Cada LIVRO DO DESASSOSSEGO  é o resultado de um conjunto de critérios definidos pelos estudiosos e editores que meteram ombros à tarefa ciclópica de compor o puzle. O que faz a diferença de umas edições para outras é a definição e a hierarquização dos critérios de organização, definidos a partir  
                                                            de pressupostos diversos.


Daí que seja possível ler diversas versões do livro, na certeza de que todas são aceitáveis pois foram feitas por experimentados pessoanos que nelas trabalharam. Como diz Pizarro, " a sua forma depende de uma idealização", estas edições "não existem senão como imitações de um Livro inexistente" - passe o paradoxo, que afinal corresponde ao que o próprio F. Pessoa escreveu sobre o projecto deste livro, em 1914, em carta a Armando Côrtes-Rodrigues: " Tudo fragmentos, fragmentos, fragmentos".

Fernando Pessoa morreu em 1935 e deixou uma arca com mais de trinta mil papéis, a maioria amontoados e sem articulação organizativa, cujo conteúdo está na Biblioteca Nacional e tem vindo a ser digitalizada, tarefa ainda longe de concluída.
Dezenas de investigadores já remexeram, reviraram, leram, organizaram e desorganizaram aquela papelada toda.

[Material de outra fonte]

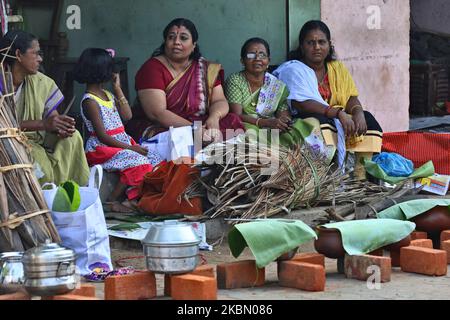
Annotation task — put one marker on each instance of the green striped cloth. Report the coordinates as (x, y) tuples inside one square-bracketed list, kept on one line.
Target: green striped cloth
[(364, 236), (268, 238)]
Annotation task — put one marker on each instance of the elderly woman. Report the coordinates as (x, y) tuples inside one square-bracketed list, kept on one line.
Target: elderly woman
[(260, 99), (37, 98), (177, 87), (321, 87)]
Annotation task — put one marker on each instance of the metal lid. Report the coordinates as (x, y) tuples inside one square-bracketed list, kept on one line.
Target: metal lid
[(11, 256), (47, 253), (171, 232)]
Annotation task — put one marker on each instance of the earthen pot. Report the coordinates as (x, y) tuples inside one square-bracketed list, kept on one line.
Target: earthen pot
[(329, 243), (399, 244), (434, 220)]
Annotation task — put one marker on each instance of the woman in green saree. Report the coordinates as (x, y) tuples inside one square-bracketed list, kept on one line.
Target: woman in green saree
[(260, 99), (37, 98)]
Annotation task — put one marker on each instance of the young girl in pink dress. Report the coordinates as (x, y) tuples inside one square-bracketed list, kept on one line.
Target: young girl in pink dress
[(103, 112)]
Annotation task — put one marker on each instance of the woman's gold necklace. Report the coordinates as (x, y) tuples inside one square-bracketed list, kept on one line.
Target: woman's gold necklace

Um desassossego de livro, este Livro. Mas, curiosamente, é o seu carácter fragmentário e descontínuo que lhe confere inegável contemporaneidade, num tempo marcado pelos ritmos sincopados e pela desconstrução dos géneros literários.
Eu diria que este LIVRO DO DESASSOSSEGO é como uma sinfonia de jazz que todas as noites fosse tocada por músicos diferentes.

2 comentários:

lis disse...

Vou sair a procura do 'livro do Desassossego' porque fiquei desassossegada também com essa resenha tão completa,apesar de não ser novidade essa condição do ser humano _ o desassossego rs
Já li vários trechos desse livro aqui na internet e uma delas diz que:
"...o único modo de haver coisas novas, de sentir coisas novas é haver novidade no senti-las." ele instiga o leitor a descobrir sozinho._ algo assim!
Penso ser excelente, Joaquim
Obrigada pela dica
Abraços e um Ano Novo muito Feliz

Joaquim Moedas Duarte disse...

Lis
Nunca tive oportunidade de comentar o teu comentário. Mais não fosse, pelo menos agradecendo a tua visita ao blogue e a gentileza de deixares um sinal de passagem.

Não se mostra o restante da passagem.